15. The Tribunal, considering that two other employees were dealt with leniently, recorded a finding that there was discrimination and victimisation in the case of the respondent in the imposition of the punishment of dismissal, very strangely, without assigning cogent reasons or findings, concluded that there was a need to interfere with the quantum of punishment. I say it is strange because, the Tribunal recorded a positive finding that the amount involved was not meager and more so, in the light of non-dispatching of 279 articles from the Postal Outward Department and falsification of records. In my opinion, the interference with the quantum of punishment is without justification and the exercise of discretion, is capricious and arbitrary. In the circumstances, there was no justification for the Tribunal to interfere with the order of dismissal, more appropriately in the light of the charges proved against the respondent.

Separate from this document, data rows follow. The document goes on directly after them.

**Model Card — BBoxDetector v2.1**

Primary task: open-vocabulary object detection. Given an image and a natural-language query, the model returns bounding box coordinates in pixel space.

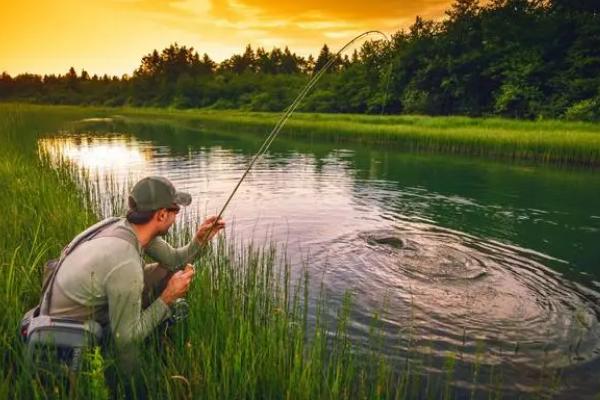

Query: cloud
[113,0,451,61]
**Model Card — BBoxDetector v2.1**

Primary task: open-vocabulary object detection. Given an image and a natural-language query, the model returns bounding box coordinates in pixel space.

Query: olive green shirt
[49,218,200,354]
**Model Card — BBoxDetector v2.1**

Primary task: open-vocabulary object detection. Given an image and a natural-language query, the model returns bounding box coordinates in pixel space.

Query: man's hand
[160,264,196,305]
[196,216,225,245]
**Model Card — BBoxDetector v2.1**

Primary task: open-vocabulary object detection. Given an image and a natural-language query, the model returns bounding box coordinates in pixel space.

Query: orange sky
[0,0,451,75]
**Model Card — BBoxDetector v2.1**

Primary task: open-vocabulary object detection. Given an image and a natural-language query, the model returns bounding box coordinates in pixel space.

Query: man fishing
[30,176,225,370]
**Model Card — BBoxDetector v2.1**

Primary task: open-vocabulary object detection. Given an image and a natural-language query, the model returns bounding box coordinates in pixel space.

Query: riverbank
[4,105,600,168]
[116,108,600,167]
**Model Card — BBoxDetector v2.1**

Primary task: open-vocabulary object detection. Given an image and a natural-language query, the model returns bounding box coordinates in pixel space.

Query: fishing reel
[171,297,190,322]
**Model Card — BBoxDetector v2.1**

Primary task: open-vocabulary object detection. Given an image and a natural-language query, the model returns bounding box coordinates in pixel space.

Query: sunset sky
[0,0,451,75]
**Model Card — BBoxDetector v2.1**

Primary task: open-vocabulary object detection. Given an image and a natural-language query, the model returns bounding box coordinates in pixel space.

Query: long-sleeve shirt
[49,218,200,356]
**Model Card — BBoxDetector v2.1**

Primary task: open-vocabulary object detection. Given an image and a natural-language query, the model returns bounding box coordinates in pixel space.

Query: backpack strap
[40,217,137,315]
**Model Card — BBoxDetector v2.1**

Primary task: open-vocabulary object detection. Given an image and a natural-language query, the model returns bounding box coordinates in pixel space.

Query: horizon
[0,0,452,77]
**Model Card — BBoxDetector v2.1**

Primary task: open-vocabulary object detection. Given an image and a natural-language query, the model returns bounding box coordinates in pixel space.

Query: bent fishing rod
[202,30,391,243]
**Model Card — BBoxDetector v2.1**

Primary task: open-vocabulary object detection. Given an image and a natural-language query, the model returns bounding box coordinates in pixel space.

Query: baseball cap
[129,176,192,211]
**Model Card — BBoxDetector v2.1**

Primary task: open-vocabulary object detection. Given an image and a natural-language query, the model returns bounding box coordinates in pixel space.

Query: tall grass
[117,105,600,166]
[0,107,576,399]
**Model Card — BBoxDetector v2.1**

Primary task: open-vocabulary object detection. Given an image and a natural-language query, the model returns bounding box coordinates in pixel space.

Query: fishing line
[206,30,392,238]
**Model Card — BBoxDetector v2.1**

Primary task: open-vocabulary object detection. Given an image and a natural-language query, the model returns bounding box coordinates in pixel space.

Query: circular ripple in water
[316,222,600,366]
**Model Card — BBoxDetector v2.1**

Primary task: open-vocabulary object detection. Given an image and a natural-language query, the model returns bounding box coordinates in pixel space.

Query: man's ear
[154,208,167,222]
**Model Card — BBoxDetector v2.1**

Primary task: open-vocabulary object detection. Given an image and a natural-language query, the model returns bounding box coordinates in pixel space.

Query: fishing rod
[203,30,391,242]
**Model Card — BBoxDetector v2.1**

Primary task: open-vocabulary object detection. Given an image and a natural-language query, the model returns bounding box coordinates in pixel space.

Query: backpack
[20,217,137,371]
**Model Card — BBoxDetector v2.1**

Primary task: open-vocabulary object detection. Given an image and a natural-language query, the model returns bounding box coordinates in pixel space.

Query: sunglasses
[167,205,181,214]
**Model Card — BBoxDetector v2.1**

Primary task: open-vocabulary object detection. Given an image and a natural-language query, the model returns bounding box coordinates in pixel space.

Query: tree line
[0,0,600,121]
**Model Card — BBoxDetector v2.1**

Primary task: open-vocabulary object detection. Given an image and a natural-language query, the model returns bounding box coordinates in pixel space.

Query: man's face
[158,205,179,236]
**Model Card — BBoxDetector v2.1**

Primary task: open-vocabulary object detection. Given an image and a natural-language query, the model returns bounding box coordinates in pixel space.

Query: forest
[0,0,600,121]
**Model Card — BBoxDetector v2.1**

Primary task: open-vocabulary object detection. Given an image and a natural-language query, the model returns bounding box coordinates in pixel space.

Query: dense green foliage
[88,104,600,167]
[0,0,600,121]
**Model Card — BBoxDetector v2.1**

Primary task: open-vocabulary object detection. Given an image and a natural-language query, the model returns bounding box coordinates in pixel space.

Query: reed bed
[0,106,580,399]
[118,105,600,167]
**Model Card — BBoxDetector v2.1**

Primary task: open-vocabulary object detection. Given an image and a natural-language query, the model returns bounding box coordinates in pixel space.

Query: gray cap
[130,176,192,211]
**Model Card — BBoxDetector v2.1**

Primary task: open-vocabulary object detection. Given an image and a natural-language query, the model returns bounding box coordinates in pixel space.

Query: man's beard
[158,226,171,237]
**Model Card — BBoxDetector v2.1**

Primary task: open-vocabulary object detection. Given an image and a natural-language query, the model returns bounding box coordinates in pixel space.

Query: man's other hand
[196,216,225,245]
[160,264,196,305]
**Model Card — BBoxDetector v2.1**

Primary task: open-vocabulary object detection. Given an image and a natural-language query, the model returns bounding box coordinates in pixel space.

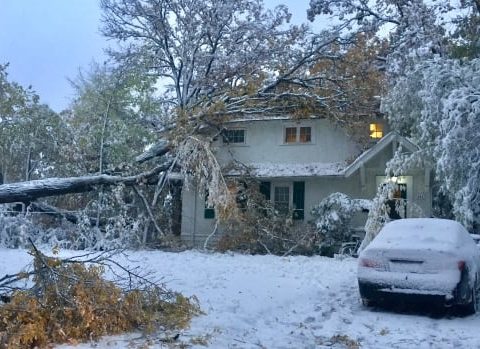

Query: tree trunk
[0,162,171,204]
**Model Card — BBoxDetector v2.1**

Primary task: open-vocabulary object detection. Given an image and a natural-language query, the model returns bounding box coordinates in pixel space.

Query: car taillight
[358,258,381,268]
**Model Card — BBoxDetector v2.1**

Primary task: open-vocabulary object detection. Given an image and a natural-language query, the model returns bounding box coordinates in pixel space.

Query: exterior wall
[214,119,360,165]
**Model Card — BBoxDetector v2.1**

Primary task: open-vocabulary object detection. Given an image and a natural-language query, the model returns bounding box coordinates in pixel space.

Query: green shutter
[203,190,215,219]
[293,182,305,220]
[260,182,272,200]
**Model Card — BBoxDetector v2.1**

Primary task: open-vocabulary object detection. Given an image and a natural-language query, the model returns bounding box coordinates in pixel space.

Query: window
[300,127,312,143]
[203,191,215,219]
[285,127,297,143]
[293,182,305,220]
[284,126,312,144]
[370,124,383,139]
[223,129,245,144]
[274,187,290,214]
[386,183,407,219]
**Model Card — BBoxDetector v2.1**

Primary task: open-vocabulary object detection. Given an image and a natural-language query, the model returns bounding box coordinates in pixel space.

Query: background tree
[309,0,480,238]
[0,65,68,182]
[101,0,384,215]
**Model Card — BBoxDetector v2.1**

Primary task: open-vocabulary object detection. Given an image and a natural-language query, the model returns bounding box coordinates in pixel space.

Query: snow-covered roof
[228,162,346,178]
[343,132,418,177]
[223,114,324,123]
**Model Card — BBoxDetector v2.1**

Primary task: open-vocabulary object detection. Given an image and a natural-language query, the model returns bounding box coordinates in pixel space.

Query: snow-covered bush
[216,181,319,255]
[311,193,372,254]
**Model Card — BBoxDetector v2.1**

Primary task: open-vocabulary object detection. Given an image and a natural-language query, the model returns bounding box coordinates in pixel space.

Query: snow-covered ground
[0,249,480,349]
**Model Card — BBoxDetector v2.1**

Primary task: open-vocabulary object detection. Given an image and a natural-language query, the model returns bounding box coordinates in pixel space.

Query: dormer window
[370,123,383,140]
[300,127,312,143]
[283,126,312,144]
[223,129,245,144]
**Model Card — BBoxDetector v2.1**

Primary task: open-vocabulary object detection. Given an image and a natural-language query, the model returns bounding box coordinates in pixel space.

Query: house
[181,117,432,246]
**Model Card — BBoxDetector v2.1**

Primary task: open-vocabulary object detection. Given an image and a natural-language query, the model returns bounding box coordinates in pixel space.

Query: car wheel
[463,280,479,315]
[362,298,375,307]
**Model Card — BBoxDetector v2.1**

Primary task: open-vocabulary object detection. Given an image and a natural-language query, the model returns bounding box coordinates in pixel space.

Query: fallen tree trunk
[0,162,171,204]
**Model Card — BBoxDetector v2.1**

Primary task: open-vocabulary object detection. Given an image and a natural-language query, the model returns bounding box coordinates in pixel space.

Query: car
[357,218,480,314]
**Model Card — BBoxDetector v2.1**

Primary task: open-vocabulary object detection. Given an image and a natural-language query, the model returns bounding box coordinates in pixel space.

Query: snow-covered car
[358,218,480,313]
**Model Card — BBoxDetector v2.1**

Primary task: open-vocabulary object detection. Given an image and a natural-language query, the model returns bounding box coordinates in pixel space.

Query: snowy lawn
[0,249,480,349]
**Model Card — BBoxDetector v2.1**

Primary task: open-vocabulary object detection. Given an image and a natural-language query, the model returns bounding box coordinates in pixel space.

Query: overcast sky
[0,0,318,111]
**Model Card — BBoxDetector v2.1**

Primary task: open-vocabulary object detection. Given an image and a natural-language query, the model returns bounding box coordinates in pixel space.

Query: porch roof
[227,162,346,178]
[343,132,418,177]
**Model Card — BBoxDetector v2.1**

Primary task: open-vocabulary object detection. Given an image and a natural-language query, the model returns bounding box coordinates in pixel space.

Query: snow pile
[368,218,466,253]
[0,249,480,349]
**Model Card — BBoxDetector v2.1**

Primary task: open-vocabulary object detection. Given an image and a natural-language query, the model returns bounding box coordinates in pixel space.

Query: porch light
[370,123,383,139]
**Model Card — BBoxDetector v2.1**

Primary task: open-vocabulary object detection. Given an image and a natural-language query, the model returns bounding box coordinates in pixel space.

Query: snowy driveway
[0,250,480,349]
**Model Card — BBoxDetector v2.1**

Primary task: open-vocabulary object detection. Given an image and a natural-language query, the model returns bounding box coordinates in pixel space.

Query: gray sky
[0,0,316,111]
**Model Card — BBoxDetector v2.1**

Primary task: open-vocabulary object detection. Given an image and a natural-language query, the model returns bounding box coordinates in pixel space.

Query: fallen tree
[0,242,200,348]
[0,161,171,204]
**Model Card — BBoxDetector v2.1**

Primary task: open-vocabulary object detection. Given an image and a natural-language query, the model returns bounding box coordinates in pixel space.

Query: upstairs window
[370,124,383,140]
[284,126,312,144]
[223,129,245,144]
[203,190,215,219]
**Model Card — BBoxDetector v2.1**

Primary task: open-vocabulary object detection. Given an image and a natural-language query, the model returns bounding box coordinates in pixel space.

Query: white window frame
[282,124,315,145]
[221,127,247,146]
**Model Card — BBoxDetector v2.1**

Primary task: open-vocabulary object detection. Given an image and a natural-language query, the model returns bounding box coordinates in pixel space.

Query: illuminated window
[285,127,297,143]
[370,124,383,139]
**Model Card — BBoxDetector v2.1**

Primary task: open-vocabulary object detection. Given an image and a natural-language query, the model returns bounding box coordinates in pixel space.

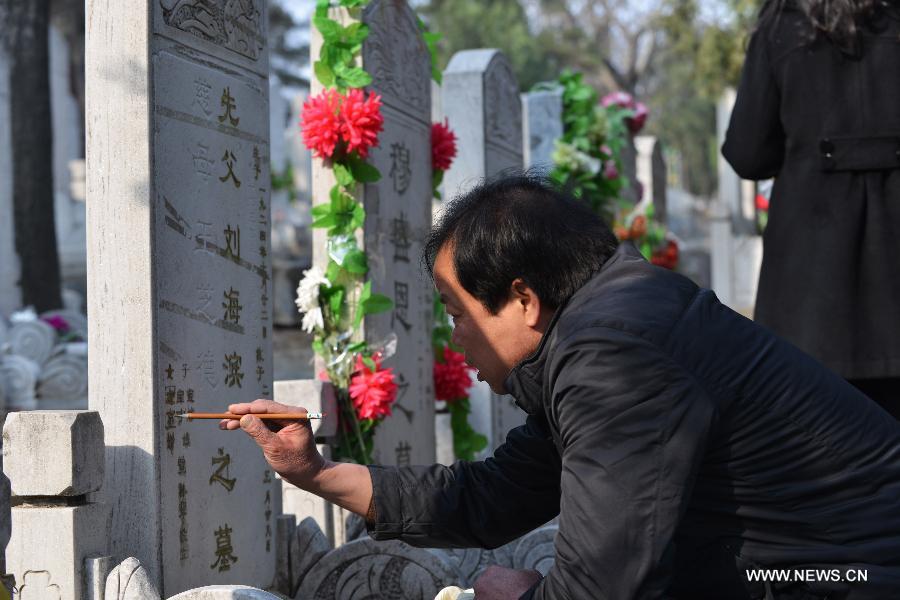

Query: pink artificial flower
[300,90,341,158]
[431,119,456,171]
[350,355,397,419]
[434,346,475,402]
[341,89,384,158]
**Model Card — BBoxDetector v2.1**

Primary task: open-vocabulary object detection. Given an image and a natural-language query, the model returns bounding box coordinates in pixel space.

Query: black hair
[423,173,618,314]
[759,0,898,56]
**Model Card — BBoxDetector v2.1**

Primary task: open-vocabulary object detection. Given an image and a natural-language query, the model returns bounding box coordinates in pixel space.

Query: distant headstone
[86,0,280,596]
[522,87,563,173]
[442,49,525,456]
[311,0,434,465]
[0,48,22,319]
[3,411,109,600]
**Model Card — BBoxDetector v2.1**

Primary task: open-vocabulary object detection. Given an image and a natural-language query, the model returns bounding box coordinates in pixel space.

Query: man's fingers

In my view, the Tribunal failed to follow the principles laid down by the Apex Court in the matter of dealing with firm hands when charges proved touch upon the position of trust, honesty and integrity of the employees, more so in a Banking institution. 16. The writ petition is allowed. The award dated 21-02-2008 Annexure-“A” is quashed in so for as it relates to interference with the punishment of dismissal. The award stands modified answering the points of reference by the State Government in the affirmative, holding the dismissal of the respondent from the service, as justified, while rejecting the reference stands.